How signed URLs work
- You: Generate URLs — You write and run a script on your own infrastructure that generates a unique signed URL for each data asset you want to label. You must set an expiration date for these URLs.
- You: Format and upload — You create a JSON file that maps each data asset to its corresponding signed URL. You then import this JSON file when creating a new dataset in Labelbox.
- Labelbox: Renders data — When a user opens a labeling task, Labelbox retrieves the corresponding signed URL from your imported JSON file. The Labelbox application uses that URL to fetch the data directly from your bucket and render it in the editor.
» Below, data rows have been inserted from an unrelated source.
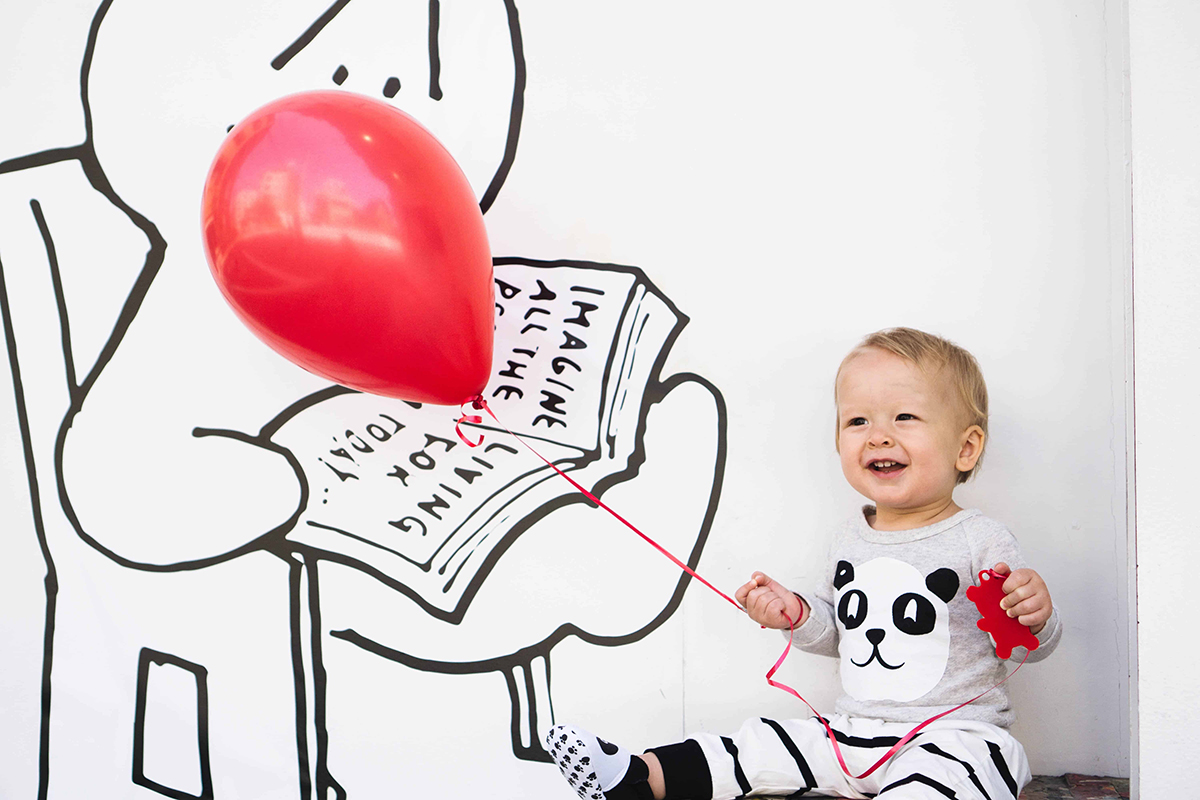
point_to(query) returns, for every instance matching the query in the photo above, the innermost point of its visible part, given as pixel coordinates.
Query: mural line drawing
(385, 499)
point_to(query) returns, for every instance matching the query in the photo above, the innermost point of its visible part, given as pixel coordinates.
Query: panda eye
(852, 608)
(913, 614)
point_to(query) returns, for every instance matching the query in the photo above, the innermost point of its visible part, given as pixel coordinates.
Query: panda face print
(894, 629)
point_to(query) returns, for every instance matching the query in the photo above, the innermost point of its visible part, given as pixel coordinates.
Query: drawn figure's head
(912, 417)
(169, 79)
(894, 626)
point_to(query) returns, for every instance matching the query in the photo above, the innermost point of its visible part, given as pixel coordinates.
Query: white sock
(589, 764)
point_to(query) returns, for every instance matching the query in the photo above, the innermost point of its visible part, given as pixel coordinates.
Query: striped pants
(949, 758)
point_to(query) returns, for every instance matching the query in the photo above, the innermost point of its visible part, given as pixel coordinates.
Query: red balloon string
(833, 739)
(480, 403)
(468, 417)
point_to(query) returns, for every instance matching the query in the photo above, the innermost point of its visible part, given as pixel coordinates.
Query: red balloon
(347, 238)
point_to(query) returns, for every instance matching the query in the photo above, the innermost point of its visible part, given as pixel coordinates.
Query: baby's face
(900, 433)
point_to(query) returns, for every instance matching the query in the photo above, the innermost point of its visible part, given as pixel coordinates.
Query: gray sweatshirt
(893, 606)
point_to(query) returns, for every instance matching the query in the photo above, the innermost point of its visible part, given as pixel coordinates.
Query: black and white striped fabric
(951, 758)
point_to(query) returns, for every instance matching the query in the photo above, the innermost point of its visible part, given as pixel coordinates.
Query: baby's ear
(970, 449)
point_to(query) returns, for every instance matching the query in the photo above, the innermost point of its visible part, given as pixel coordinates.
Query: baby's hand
(1026, 597)
(771, 603)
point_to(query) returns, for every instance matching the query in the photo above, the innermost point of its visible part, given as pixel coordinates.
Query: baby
(912, 422)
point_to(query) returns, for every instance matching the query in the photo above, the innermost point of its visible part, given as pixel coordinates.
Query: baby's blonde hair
(935, 356)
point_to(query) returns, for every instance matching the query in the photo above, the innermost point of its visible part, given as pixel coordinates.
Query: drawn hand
(1026, 597)
(771, 603)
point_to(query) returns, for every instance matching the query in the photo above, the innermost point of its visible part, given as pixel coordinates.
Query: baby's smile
(886, 467)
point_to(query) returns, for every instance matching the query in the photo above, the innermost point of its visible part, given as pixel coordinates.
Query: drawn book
(394, 492)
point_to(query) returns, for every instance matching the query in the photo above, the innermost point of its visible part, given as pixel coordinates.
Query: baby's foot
(597, 769)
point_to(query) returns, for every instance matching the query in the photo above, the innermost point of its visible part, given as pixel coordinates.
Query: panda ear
(943, 583)
(844, 575)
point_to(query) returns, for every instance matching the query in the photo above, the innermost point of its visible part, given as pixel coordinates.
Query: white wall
(791, 175)
(1164, 61)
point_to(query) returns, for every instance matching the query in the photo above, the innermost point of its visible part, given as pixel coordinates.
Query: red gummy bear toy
(1005, 630)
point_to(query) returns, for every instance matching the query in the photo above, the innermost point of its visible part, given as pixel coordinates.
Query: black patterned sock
(597, 769)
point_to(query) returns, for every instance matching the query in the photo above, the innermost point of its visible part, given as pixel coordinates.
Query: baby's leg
(970, 761)
(765, 757)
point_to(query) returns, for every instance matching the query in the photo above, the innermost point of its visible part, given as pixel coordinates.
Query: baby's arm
(771, 603)
(1026, 597)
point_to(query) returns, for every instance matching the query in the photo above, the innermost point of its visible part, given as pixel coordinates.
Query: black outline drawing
(201, 674)
(304, 581)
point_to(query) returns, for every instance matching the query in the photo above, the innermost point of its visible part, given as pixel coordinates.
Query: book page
(395, 492)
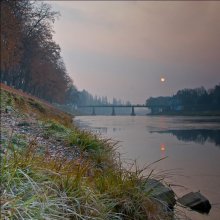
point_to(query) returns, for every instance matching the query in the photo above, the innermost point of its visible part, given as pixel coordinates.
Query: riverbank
(52, 170)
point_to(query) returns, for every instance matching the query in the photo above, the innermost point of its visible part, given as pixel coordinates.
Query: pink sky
(121, 49)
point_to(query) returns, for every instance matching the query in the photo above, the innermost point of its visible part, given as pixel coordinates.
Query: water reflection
(195, 135)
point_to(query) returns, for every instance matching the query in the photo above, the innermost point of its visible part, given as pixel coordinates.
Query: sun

- Your cloud provider: Validates — Your cloud provider inspects the signature on the URL. If the signature is valid and the URL has not expired, it serves the file to the Labelbox application. If not, it returns an error.
Key advantages
- Fast to start: This method is the quickest way to begin a project, as it bypasses the need for initial IAM configuration in your cloud environment. It’s excellent for short-term projects, pilots, or proof-of-concepts.
- Granular, explicit control: You have explicit, file-level control over exactly which assets are accessible and for precisely how long.
Step-by-step instructions
Here is a step-by-step guide to using signed URLs with Labelbox.Prerequisites
Before you start, make sure you have the following:- Your data is stored in a cloud storage bucket (AWS S3, Google Cloud Storage, or Azure Storage).
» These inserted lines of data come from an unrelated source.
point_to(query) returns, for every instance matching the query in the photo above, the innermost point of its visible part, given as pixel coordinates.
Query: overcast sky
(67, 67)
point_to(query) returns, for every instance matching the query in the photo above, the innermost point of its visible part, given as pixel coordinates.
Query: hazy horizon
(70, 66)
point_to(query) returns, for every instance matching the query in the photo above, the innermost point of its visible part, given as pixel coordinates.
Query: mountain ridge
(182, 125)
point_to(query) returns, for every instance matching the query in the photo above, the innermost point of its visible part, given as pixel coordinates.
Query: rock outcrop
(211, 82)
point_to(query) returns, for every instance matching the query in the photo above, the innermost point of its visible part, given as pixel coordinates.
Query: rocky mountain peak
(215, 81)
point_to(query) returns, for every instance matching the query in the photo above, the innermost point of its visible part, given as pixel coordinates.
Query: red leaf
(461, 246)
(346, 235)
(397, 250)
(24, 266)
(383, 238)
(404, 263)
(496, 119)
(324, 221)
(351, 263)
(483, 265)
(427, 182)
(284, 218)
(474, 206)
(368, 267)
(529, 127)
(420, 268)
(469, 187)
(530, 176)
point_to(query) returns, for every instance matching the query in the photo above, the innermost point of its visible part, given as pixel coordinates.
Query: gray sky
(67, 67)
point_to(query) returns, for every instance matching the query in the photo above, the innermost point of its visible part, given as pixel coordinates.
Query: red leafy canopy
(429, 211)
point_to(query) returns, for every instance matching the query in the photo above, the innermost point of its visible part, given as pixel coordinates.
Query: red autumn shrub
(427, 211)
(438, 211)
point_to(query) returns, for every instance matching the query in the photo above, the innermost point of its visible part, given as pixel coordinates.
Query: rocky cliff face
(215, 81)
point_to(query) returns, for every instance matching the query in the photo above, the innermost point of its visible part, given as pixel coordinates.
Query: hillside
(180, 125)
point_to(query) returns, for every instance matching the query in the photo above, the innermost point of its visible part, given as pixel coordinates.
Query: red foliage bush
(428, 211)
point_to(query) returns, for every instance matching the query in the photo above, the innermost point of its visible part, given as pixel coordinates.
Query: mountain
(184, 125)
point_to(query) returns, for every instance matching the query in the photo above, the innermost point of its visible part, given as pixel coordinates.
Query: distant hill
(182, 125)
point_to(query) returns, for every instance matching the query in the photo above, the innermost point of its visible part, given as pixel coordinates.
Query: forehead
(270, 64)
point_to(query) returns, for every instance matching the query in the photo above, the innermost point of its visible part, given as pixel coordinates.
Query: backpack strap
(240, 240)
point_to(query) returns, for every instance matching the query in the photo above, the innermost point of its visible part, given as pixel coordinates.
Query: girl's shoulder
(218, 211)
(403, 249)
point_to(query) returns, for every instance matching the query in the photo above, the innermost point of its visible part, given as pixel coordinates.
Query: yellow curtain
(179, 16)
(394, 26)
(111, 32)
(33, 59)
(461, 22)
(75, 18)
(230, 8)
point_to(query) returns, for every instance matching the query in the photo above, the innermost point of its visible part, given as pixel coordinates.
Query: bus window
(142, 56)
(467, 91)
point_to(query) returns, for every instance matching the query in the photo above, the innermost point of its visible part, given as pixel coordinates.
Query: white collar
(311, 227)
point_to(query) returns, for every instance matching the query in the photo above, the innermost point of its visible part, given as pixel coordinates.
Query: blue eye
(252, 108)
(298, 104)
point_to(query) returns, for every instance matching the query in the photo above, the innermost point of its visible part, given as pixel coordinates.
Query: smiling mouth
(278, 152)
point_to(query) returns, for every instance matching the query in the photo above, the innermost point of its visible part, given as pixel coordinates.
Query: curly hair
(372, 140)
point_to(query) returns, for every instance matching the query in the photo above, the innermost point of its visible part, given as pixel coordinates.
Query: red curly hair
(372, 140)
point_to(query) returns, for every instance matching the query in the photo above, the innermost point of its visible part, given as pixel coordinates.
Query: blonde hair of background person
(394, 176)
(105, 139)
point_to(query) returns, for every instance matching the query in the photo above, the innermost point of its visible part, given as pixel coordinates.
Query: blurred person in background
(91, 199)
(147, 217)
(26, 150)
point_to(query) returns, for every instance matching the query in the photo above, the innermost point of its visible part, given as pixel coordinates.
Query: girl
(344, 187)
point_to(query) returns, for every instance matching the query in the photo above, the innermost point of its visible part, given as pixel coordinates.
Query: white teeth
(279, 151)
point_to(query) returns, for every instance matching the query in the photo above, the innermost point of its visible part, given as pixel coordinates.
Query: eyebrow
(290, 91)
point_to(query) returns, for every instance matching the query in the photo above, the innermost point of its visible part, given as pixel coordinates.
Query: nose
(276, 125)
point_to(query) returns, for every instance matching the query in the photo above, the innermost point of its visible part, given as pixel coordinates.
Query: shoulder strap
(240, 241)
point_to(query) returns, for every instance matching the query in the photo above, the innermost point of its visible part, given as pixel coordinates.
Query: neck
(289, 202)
- You have the necessary permissions in your cloud environment to generate signed URLs.
- You have a local environment set up to run scripts (e.g., Python, Node.js) for generating the signed URLs.
Step 1: Generate your signed URLs
For each file you want to import into Labelbox, you need to generate a signed URL. This is typically done by writing a script that uses your cloud provider’s SDK. Refer to your cloud provider’s official documentation for instructions and code samples:- AWS S3: Upload objects with presigned URLs
- Google Cloud Storage: Create a GET-signed URL for an object using Cloud Storage libraries
- Microsoft Azure Storage: Create a user delegation SAS
Step 2: Create your JSON file
Once you have generated your signed URLs, you will need to create a JSON file that you will upload to Labelbox. This file maps each of your data assets to its corresponding signed URL. For details on the JSON format for different data types, please refer to the following documentation:Images
Text
Geospatial
Conversational text
Videos
Audio
Documents
HTML
Step 3: Import your JSON file into Labelbox
With your JSON file created, you can now import it into Labelbox to create your dataset.- Go to Catalog.
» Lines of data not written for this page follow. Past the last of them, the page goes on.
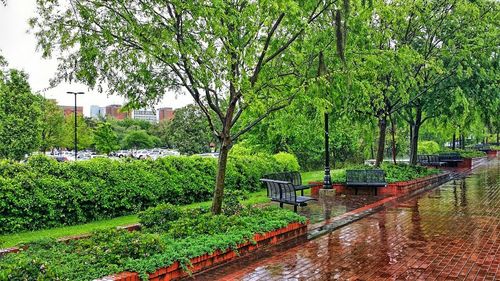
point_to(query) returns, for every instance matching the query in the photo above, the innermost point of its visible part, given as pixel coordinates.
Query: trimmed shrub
(428, 147)
(112, 251)
(44, 193)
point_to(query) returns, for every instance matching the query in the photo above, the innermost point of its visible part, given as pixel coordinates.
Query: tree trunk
(415, 130)
(393, 134)
(382, 125)
(221, 176)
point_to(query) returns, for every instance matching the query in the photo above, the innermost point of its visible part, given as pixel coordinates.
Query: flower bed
(291, 232)
(191, 240)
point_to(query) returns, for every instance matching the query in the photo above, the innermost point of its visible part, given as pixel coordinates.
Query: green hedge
(43, 193)
(112, 251)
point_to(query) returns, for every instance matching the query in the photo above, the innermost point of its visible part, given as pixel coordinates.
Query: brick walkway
(451, 233)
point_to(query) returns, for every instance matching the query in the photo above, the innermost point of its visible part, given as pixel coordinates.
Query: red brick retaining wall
(291, 232)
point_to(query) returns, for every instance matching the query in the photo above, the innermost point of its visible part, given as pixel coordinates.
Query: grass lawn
(10, 240)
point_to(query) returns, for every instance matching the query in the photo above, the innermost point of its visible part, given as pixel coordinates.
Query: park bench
(365, 178)
(423, 160)
(435, 161)
(284, 192)
(430, 160)
(292, 177)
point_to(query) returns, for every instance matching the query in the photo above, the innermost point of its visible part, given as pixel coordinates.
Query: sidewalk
(449, 233)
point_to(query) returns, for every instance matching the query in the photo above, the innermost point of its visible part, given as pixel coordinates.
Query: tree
(230, 56)
(188, 132)
(105, 139)
(20, 115)
(52, 125)
(137, 140)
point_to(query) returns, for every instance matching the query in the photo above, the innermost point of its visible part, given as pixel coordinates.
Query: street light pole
(76, 126)
(327, 181)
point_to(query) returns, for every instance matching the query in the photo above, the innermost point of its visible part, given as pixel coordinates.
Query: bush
(43, 193)
(113, 251)
(428, 147)
(466, 153)
(402, 172)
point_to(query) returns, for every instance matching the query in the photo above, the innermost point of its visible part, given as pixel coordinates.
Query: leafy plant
(43, 193)
(112, 251)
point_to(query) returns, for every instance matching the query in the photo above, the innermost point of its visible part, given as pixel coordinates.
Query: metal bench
(435, 161)
(423, 160)
(365, 178)
(284, 192)
(292, 177)
(450, 158)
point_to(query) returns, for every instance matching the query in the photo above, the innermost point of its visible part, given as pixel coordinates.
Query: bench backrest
(423, 158)
(449, 156)
(433, 158)
(365, 176)
(280, 190)
(293, 177)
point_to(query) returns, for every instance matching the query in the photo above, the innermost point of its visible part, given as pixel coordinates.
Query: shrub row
(43, 193)
(393, 173)
(106, 252)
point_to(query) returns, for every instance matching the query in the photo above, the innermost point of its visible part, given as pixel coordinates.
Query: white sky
(18, 47)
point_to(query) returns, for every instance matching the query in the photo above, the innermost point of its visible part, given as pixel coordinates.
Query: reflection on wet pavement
(450, 233)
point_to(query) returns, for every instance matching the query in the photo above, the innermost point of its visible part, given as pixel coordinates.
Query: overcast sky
(19, 49)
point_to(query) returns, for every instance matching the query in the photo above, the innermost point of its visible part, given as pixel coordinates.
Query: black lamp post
(76, 126)
(327, 181)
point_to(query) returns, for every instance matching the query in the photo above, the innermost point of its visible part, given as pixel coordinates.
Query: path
(451, 233)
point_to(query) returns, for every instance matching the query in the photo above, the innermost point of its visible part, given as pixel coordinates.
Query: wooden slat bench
(284, 192)
(365, 178)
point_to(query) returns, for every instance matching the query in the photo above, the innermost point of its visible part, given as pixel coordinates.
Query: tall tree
(188, 132)
(20, 114)
(230, 56)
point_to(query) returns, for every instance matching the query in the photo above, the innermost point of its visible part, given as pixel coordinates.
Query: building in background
(97, 111)
(145, 114)
(166, 113)
(70, 110)
(114, 111)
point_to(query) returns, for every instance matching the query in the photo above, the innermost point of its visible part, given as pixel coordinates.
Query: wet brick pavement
(450, 233)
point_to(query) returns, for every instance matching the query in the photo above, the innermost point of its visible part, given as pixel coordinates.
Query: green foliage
(402, 172)
(137, 140)
(188, 132)
(232, 202)
(288, 161)
(466, 153)
(43, 193)
(20, 115)
(428, 147)
(52, 125)
(113, 251)
(105, 138)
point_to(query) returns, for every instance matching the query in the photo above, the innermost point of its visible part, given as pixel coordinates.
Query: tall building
(97, 111)
(113, 111)
(145, 114)
(166, 113)
(70, 110)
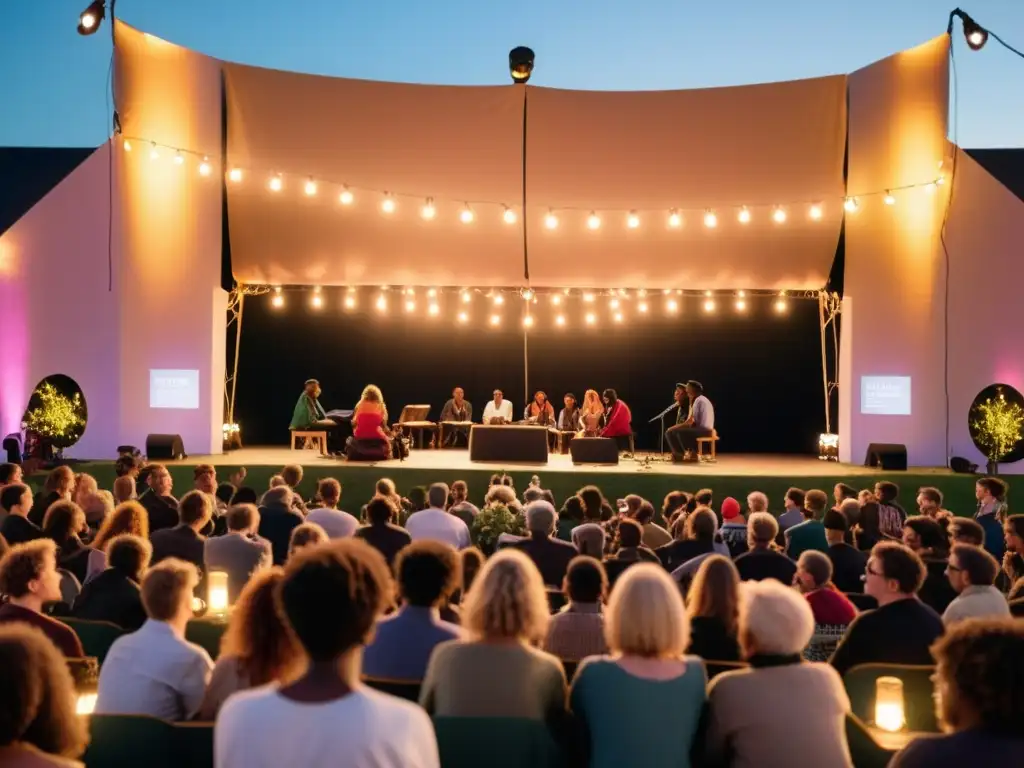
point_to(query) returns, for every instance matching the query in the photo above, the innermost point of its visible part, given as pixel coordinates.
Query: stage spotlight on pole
(520, 64)
(89, 19)
(974, 33)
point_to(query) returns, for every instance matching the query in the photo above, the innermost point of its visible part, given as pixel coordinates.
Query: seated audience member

- Navigate to the Import data section.
- Select the option to upload a JSON file.
- Upload the JSON file you created in the previous step.
- Labelbox will process the file and create a new dataset with your data.
Security best practices
- Use Short-Lived Expiration Times: Set the expiration time for your signed URLs to be as short as possible. This minimizes the risk of unauthorized access if a URL is accidentally exposed. For most labeling projects, an expiration of 7 days is sufficient.
- Principle of Least Privilege: Only generate signed URLs for the specific files that need to be labeled. Avoid generating URLs for entire buckets or directories.
- Audit Regularly: Keep logs of the signed URLs you generate and review them periodically to ensure there is no unusual activity.